The easiest thing to do when your life starts to crumble around you is give up. That’s why when we hear stories of people around the world persevering in the toughest of situations, we tend to instinctively support them and rally behind their cause. This sort of message is pretty universal, and I believe something that most people could benefit by hearing at one time or another in their life. Clearly believing this as well, this is the message which Men I Trust have written into their song, “Lucky Sue.”
Taking no time to enter its groove, the song leads us in with a melody which is being played over an electric piano which is holding down the foundation of the tune. The bass and drums are interlocked so tightly it is impossible to keep your head still. Suddenly, the lead melody quiets down as the groove continues and lead singer Emma Proulx begins to sing in a soft voice, “Had she lost another one / She would’ve end, just like her son.” Seemingly beginning a story in medias res, we learn of a woman (presumably Sue) who hasn’t had the more fortunate of lives. As if going down a list of the woman’s misfortunes, Proulx sings again, “Had she lost another one / She would’ve end, just like her mom.” Only two verses into the song, we have already learned that Sue has lost not only her son, but also her mother.

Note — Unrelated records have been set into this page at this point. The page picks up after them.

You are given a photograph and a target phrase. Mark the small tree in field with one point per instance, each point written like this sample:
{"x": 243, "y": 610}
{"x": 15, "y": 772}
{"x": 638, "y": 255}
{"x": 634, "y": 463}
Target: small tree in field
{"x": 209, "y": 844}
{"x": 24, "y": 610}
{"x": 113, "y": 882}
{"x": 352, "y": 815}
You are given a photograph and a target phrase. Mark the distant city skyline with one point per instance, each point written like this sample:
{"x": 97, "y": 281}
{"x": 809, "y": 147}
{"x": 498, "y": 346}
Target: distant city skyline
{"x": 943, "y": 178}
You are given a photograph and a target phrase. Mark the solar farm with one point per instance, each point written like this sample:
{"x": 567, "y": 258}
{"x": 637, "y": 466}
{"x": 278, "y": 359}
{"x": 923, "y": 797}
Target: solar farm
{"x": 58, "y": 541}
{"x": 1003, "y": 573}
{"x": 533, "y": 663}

The song then enters a brief chorus where Proulx sings, “By grace, she was spared / A few toes, a few to care.” It would seem that even though Sue is surrounded by bad luck, she has been relatively spared, all things considered.
Entering the next verse, we continue the repetition of the previous verses, while also reaffirming Sue’s misfortune. Proulx sings, “Had she lost another one / Insurance lawyers would have won.” Presumably, this refers to the fact that if Sue had lost someone else, she would crumble as she is already so fragile. The insurance lawyers would’ve won, because they would be the ones making money off of her case. As the song goes, “Settle quick, the course was cheap / Didn’t bother to go deep,” referring to the lawyers complete lack of care for the case. Instead of looking into it, they got it over with as quick as possible to cash in their checks. The song enters a bridge, where Proulx reflects upon Sue’s home life, “I saw the home she’s from / No place for one to hum.” Essentially, her home life was so poor that she couldn’t even find solace there. She continues, “That pride so dear to some / She learned to overcome / Fate unearned.” Despite all of this, she has learned throughout her life to overcome everything bad that has fallen upon her. Her fate may be unearned, but she still takes her life in stride and pushes forward.
The song returns to the chorus, repeating it multiple times as various instruments and harmonies come and go. With every new aspect being introduced into the song, the weight behind the words becomes clearer. As the lyrics go, “By grace, she was spared,” and that seems to be the general message of the song. No matter what happens to you in life, you’re still here to experience it, and that is what really matters. The song then allows the instruments to take over until everything fades out and it is over. While deceivingly simple, this song actually uses subtlety very well. While the groove of the instruments keeps the listener pushing forward, the lyrics keeps them invested. If there was ever a message needed today, it is within this song.